Hurricane Sandy hit Cuba hard. The storm ripped through Santiago, in the southern end of the island, damaging an estimated 230,000 homes and leaving 11 Cubans dead. Sandy also wiped out thousands of acres of staple crops. Now concerns are growing that food will become scarce.
Israel’s Begin Center in Jerusalem is raising money to commemorate a painful but pivotal episode in Israel’s history. In 1948, a Jewish group headed by Menachem Begin brought in a cache of weapons aboard the Altalena, a ship carrying Jewish refugees. The fledgling state’s leader, David Ben Gurion, ordered the army to attack the ship, arguing that Begin’s group, the Irgun, was a rogue militia.
Bill Corcoran, author of Corksphere, a blog that tracks America’s wars, talks about why he’s winding down the blog after 5 years– there has been a sharp decline in readership, and he’s finding it harder to get the information he needs.

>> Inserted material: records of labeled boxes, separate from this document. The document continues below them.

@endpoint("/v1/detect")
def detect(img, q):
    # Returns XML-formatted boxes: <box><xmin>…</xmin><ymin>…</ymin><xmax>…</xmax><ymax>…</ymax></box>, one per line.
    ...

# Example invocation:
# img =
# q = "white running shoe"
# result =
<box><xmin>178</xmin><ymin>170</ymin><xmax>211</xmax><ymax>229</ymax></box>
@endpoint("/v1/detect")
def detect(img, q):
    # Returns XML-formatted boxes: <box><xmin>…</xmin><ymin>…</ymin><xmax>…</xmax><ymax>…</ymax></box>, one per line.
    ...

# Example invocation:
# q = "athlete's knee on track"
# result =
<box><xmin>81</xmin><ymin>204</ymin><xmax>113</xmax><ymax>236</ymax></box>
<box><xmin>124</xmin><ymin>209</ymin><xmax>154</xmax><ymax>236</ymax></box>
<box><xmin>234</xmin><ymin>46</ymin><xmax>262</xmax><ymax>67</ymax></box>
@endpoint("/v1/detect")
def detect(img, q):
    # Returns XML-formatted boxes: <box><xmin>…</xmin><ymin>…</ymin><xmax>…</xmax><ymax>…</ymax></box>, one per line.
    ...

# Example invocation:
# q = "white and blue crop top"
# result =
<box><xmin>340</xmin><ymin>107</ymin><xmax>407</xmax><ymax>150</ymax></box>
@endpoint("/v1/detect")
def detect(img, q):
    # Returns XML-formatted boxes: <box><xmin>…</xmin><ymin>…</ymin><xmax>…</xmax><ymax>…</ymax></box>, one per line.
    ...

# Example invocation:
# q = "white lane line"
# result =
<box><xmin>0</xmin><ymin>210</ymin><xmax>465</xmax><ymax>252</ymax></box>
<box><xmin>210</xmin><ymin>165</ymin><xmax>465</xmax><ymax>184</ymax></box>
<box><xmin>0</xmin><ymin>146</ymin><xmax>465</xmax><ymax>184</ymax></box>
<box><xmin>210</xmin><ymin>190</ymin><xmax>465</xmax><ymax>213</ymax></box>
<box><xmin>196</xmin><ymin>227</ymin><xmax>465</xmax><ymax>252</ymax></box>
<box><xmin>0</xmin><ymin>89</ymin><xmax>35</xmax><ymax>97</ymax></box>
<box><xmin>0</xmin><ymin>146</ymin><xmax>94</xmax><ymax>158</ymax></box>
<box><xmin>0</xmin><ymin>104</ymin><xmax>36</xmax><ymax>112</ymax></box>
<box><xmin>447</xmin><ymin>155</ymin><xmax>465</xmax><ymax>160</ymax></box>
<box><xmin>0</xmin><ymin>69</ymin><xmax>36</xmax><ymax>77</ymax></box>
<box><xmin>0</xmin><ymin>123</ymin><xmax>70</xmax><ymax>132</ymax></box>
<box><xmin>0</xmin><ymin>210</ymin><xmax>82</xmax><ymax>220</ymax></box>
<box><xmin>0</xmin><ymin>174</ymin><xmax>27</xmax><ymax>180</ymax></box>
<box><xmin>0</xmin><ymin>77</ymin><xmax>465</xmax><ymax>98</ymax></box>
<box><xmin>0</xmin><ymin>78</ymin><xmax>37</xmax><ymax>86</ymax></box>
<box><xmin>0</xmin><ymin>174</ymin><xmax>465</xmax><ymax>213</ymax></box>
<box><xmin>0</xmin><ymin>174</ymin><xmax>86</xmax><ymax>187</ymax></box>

A new book claims that Britain has invaded more countries than any other. In fact, according to “All the Countries We’ve Ever Invaded: And the Few We Never Got Round To”, by Stuart Laycock, there are only 22 nations which never suffered British attack. Anchor Aaron Schachter discusses the claim with the World’s News Editor and resident history buff, Chris Woolf.
Israel’s Maronites don’t like being labeled as Arabs. They have gone to court for recognition as ‘Aramaic.’ The problem is, most of them don’t speak much Aramaic. So now the language is being re-introduced.
Sajia Sahar, the 21-year-old captain of the Afghan Women’s National Soccer Team, reflects on how the sport has grown in her country despite many challenges.